Farmers urge FG to complete Hadejia valley project to boost agriculture

Some farmers in Hadejia, Jigawa, on Thursday called on the Federal Government to complete the Hadejia Valley project to encourage agriculture and food production.

The farmers made the call while speaking with the News Agency of Nigeria (NAN) in Hadejia on their preparations for cropping season.
NAN reports that the Hadejia valley project was initiated in the 1980s to encourage agricultural activities and enhance water supply to communities.
However, the project was abandoned in the last 30 years despite its importance toward achieving the goals of sustainable food production.
Malam Muhammadu Kali, a rice farmer, said that the call was imperative towards achieving the goals of food sufficiency in the country.
Kali said that completion of the project would mobilise participation in agriculture, fishery and enhance high productivity.
He noted that completion of the project would enhance effective utilisation of the water resources for crop, vegetable and perishable food production.
"It is disheartening that the project had been abandoned, despite its importance to the development of agriculture.
“Completion of the project will reduce dependence on rain-fed farming and promote participation in irrigation activity.
"Farmers are not accessing lands due to shortages of farmlands under the project,” Kali said.
He said that non-completion of the project had led to weeds invasion on the river, which blocked water channels and caused annual flooding.

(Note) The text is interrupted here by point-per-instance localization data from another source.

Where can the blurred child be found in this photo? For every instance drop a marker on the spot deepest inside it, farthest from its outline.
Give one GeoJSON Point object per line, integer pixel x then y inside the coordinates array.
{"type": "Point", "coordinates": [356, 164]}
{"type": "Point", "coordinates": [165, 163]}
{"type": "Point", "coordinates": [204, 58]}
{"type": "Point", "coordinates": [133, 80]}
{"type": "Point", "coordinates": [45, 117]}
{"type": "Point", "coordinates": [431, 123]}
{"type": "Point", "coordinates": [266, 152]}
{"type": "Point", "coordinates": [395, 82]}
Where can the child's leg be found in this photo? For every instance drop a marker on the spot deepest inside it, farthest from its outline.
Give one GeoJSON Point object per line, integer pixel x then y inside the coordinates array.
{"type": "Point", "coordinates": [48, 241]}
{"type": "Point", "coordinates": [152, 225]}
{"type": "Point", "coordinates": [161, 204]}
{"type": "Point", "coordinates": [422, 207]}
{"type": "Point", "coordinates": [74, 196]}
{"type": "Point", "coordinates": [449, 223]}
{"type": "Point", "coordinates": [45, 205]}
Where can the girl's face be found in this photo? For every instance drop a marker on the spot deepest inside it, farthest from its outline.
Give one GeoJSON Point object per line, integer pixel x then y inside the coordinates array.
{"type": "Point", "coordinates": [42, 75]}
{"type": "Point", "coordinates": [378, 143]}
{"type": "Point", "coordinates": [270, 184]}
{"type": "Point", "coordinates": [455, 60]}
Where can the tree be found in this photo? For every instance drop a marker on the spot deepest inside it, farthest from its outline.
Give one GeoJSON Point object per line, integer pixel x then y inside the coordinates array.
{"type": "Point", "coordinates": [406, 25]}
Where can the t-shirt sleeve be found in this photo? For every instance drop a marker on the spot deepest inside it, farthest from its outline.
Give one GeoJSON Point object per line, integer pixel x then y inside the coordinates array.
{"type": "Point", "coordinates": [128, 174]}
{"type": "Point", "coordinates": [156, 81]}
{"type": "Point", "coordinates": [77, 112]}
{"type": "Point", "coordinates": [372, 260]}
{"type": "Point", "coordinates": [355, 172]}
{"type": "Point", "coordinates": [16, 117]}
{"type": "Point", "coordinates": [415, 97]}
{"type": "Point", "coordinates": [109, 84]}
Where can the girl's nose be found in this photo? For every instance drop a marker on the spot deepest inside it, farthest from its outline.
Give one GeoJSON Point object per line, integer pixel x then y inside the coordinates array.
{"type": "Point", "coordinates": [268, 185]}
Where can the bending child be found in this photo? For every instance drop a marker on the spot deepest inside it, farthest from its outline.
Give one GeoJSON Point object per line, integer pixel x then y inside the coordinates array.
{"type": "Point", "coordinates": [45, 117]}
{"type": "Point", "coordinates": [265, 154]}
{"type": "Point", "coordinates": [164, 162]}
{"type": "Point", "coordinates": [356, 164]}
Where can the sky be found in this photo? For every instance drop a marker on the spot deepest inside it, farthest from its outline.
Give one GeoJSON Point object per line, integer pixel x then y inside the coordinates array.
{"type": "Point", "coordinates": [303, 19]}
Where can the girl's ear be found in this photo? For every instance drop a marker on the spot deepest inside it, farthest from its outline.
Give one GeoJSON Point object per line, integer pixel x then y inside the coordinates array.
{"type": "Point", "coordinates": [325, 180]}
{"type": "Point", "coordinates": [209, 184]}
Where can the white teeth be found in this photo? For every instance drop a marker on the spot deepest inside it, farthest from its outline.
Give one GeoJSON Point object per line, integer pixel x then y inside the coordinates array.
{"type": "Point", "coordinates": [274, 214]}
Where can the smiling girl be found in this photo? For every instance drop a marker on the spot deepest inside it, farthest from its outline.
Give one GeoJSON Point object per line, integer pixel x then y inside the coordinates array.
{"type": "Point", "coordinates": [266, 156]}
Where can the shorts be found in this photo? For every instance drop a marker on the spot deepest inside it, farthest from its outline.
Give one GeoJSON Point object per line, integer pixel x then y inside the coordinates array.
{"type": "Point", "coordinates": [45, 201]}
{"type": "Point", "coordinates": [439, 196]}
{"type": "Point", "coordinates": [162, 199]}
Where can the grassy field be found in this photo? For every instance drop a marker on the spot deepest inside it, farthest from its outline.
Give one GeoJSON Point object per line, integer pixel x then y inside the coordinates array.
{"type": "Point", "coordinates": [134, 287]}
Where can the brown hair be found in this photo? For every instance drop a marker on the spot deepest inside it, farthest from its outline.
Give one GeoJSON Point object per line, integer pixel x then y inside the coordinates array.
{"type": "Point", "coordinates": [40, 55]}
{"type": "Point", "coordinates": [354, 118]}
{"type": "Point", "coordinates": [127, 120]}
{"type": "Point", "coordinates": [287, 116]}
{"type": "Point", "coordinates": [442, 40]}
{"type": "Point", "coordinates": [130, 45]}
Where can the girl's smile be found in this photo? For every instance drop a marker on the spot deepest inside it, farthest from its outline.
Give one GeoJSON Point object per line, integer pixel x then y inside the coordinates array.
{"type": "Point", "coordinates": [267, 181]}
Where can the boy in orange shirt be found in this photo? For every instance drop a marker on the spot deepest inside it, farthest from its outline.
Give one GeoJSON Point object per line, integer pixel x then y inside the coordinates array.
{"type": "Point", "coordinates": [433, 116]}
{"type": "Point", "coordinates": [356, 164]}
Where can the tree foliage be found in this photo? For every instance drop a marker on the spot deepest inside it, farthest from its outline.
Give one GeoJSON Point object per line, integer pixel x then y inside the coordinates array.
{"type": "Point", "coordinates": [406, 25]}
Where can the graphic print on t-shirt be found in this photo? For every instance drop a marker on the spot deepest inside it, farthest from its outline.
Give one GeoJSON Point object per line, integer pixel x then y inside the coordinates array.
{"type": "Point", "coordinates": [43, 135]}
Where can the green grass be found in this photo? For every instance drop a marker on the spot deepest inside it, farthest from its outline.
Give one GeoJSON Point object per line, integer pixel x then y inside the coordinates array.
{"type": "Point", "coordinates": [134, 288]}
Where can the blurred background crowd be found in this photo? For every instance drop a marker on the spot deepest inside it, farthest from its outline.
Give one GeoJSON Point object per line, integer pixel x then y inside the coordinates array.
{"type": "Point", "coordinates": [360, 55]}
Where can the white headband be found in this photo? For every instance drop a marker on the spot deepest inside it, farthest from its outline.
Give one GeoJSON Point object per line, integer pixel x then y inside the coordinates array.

Maigari Garba, a farmer, also called on the federal and state governments to distribute fertilisers to farmers on time.
Garba said that it was good to hasten distribution of fertilisers and seed to farmers, as the rainy season was fast approaching.
He said that distribution of farm inputs on time would end shortages and encourage productivity.
Another farmer, Gambo Yawale, advocated for proactive measures to enable farmers access the agriculture loan scheme initiated by the government.
Yawale said that it was imperative for the programme to take care of the needs of the small holder farmers to encourage productivity.
He noted that peasant farmers were not accessing such facilities provided by commercial banks due to cumbersome processes.
“It is also good to train farmers on modern farming, processing and preservation technologies to enhance their enterprising skills and add value to the produce," Yawale said.